Por último, e o ponto focal de confusão entre o audiovisual e o videogame, advém do limite de extensão dos efeitos de uma simulação lúdica. Como nos alertaram os teóricos clássicos dos estudos dos jogos – Johan Huizinga e Roger Caillois – para jogar, o indivíduo precisava conscientemente se desligar da realidade e adentrar num outro estado de percepção do mundo, assumindo uma espécie de supressão do espaço-tempo normal. Esse suposto lugar no qual o encanto lúdico se desenvolve é denominado circulo mágico.

Ao escolher adentrar e compactuar com as regras especuladas pelo círculo mágico, os jogadores experienciam sensações distintas daqueles indivíduos que estão fora deste limite topográfico. Como exemplo, podemos tipificar duas hipotéticas experiências sequenciais (primeiro um filme, depois um videogame) nas quais são submetidos um grupo de seis amigos numa sala de estar, utilizando o mesmo dispositivo de output de informação: a televisão. Na primeira parte do programa de entretenimento, não importa o posicionamento dos indivíduos no cômodo, todos serão afetados pelos efeitos fílmicos da mesma maneira. Na segunda parte do programa, quatro pessoas resolvem iniciar uma partida coletiva de New Super Mario Bros. Wii (Nintendo, 2009). Para as outras duas pessoas que estão na sala, e fora do círculo mágico proposto pelo videogame, as sequências audiovisuais produzidas pela televisão, tanto para o filme quanto para o jogo, podem parecer idênticas. Porém, os quatro jogadores que gesticulam freneticamente o Wii Remote na disputa por moedas e por destruir mais inimigos, interpretam de outra forma as informações provenientes da televisão.

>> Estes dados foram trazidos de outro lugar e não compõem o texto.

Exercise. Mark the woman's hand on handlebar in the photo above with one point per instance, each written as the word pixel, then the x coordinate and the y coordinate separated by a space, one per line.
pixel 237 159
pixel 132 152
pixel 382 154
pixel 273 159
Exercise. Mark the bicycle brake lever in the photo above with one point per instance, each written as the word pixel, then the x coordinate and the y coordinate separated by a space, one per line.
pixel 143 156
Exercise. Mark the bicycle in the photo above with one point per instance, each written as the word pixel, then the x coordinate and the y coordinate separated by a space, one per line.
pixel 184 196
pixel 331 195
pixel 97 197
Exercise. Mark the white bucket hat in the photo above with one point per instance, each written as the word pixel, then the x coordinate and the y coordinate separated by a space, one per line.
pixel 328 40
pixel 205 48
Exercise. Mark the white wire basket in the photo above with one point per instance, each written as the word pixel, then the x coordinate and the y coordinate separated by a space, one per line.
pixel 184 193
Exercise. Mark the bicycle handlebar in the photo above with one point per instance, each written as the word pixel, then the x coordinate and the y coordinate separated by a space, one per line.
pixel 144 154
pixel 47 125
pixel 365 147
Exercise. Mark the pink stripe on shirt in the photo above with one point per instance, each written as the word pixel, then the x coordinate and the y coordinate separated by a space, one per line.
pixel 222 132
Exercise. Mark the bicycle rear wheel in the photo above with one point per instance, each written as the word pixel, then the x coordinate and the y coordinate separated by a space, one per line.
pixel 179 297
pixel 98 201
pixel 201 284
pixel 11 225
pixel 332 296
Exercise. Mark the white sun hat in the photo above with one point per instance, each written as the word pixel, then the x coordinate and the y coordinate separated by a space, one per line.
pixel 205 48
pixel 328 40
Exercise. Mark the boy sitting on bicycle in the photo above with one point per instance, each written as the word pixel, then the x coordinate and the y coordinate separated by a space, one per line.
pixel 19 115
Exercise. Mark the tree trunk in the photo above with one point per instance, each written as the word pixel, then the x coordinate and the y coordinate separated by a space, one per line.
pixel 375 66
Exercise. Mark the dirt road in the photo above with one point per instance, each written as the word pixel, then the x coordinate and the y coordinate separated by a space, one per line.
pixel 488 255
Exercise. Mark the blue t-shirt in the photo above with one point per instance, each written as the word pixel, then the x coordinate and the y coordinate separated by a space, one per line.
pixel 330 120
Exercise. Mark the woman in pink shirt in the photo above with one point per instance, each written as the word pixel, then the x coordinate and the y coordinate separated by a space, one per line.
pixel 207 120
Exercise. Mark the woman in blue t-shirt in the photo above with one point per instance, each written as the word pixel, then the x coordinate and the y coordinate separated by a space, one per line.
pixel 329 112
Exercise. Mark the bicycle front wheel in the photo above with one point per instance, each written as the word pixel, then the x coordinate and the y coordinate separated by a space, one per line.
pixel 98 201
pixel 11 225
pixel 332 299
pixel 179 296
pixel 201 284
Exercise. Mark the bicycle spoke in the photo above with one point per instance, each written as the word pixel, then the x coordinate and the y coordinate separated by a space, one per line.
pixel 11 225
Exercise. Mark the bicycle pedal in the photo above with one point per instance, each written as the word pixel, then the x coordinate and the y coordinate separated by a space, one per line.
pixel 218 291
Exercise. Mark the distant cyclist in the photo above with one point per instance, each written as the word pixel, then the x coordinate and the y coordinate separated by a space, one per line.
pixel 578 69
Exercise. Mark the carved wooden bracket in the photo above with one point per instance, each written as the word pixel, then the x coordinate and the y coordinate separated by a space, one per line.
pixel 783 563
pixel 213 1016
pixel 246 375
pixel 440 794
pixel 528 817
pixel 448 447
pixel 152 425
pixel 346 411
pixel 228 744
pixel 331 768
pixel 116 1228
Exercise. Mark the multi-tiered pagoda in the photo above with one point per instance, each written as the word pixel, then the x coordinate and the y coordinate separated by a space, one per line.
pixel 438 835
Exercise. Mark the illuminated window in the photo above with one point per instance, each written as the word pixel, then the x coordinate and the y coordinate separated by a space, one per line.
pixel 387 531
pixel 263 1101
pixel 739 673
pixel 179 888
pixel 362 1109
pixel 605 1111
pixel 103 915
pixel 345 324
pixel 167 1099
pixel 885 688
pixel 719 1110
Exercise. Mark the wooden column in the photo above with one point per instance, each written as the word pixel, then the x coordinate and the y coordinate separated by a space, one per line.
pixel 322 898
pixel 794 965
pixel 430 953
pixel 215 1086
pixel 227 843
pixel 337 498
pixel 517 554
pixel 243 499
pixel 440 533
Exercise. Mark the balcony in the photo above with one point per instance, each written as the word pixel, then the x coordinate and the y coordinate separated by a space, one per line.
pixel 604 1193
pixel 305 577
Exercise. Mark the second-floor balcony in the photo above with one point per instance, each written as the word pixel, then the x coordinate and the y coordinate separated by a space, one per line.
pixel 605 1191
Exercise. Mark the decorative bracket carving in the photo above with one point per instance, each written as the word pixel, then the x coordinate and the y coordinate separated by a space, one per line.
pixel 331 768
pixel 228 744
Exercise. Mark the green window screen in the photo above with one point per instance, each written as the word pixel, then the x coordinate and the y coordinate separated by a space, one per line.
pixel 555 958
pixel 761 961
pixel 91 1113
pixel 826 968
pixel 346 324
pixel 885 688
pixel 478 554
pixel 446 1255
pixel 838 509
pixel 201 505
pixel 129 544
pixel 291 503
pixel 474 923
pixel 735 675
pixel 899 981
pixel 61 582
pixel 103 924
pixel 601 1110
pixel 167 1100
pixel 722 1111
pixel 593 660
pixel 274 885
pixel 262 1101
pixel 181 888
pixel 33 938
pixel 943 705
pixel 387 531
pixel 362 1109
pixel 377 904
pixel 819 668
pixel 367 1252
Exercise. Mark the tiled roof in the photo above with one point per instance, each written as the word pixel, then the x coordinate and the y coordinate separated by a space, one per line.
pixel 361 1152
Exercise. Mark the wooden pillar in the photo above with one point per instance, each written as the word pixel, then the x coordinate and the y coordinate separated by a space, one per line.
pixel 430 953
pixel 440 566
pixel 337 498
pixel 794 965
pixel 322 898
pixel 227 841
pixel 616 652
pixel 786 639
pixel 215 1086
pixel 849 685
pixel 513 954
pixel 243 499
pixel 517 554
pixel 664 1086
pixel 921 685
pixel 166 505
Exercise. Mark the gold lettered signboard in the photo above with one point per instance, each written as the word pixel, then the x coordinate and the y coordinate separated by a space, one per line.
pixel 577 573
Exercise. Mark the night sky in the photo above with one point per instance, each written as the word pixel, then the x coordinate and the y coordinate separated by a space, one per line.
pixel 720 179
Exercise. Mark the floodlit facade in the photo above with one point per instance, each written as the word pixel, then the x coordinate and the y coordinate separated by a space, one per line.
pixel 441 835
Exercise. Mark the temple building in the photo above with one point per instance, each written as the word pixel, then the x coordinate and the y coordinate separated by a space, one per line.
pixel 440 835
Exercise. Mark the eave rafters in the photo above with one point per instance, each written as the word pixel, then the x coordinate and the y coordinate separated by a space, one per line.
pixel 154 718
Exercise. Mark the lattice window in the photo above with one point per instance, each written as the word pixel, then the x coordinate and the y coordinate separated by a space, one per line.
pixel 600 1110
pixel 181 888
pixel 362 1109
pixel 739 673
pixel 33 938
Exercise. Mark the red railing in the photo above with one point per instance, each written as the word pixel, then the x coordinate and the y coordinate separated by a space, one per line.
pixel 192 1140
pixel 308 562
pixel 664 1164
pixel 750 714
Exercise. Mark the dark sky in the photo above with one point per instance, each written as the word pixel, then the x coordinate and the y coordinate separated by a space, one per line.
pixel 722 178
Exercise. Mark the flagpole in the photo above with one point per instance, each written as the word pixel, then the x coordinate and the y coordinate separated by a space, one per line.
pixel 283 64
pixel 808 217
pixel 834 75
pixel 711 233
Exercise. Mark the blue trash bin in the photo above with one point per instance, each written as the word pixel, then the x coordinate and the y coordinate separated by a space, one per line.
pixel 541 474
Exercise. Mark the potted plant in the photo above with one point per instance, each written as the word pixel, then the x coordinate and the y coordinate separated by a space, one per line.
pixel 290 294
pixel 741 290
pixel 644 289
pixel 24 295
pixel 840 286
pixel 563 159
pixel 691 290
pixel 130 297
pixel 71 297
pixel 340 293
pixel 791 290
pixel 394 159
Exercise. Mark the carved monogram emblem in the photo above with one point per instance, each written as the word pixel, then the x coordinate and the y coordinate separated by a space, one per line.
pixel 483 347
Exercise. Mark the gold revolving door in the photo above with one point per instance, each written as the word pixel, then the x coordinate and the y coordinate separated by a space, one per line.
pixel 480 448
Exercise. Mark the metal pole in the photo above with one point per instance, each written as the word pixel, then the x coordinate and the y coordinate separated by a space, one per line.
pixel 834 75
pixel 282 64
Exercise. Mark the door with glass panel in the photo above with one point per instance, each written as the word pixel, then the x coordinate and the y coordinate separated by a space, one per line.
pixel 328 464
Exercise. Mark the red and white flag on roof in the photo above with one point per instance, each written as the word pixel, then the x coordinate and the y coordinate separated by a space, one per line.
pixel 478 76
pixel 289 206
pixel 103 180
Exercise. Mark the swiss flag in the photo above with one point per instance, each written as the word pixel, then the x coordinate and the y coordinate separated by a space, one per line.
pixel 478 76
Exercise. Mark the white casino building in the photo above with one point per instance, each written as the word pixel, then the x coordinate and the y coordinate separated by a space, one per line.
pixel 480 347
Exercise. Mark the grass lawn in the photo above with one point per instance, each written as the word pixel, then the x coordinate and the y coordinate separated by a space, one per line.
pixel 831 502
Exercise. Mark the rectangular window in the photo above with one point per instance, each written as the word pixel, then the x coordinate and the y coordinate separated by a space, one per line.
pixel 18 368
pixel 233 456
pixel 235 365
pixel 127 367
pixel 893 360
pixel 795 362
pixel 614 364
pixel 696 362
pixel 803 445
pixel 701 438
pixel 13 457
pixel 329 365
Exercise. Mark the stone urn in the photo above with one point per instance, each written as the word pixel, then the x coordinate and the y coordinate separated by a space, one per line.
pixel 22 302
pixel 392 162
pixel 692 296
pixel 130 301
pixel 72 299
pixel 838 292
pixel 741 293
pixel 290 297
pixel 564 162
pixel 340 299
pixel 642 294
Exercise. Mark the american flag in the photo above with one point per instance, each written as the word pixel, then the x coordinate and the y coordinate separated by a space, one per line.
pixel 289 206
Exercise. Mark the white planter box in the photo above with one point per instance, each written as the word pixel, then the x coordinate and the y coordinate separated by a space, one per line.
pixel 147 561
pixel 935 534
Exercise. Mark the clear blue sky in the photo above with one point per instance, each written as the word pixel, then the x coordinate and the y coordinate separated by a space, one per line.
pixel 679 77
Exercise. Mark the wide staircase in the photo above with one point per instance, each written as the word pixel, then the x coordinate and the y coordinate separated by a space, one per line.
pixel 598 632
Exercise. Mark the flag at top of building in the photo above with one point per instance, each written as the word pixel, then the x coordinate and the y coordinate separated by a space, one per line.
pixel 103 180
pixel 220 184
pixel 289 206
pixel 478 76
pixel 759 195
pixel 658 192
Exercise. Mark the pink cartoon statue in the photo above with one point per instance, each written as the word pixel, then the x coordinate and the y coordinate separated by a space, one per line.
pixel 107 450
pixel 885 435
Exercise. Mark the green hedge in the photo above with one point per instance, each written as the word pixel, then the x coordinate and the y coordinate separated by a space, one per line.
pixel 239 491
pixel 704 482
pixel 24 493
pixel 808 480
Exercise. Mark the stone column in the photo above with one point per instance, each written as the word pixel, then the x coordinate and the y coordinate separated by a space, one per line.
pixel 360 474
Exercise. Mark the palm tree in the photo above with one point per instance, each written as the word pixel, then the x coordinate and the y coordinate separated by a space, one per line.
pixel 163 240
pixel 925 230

Ou seja, “a simulação não pode ser entendida [apenas] através do seu output”[3], como supostamente se processa a atividade hermenêutica de obras audiovisuais. É necessário entender os meandros relacionais – entre jogador, interfaces e espaço lúdico – para daí propor uma recuperação das estratégias de efeitos de determinada obra videolúdica.


[1] FRASCA, Gonzalo. Simulation versus Representation (2001). Disponível em: http://tinyurl.com/y96hzd6. Acesso em: 15/12/2009.
[2] BOAL, Augusto. Teatro do oprimido e outras poéticas políticas. Rio de Janeiro: Civilização Brasileira, 2005.
[3] FRASCA, Gonzalo. Simulation versus Narrative: Introduction to Ludology. In: Wolf, Mark J. & Perron, Bernard. The videogame theory reader. New York: Routledge, 2003. p. 224.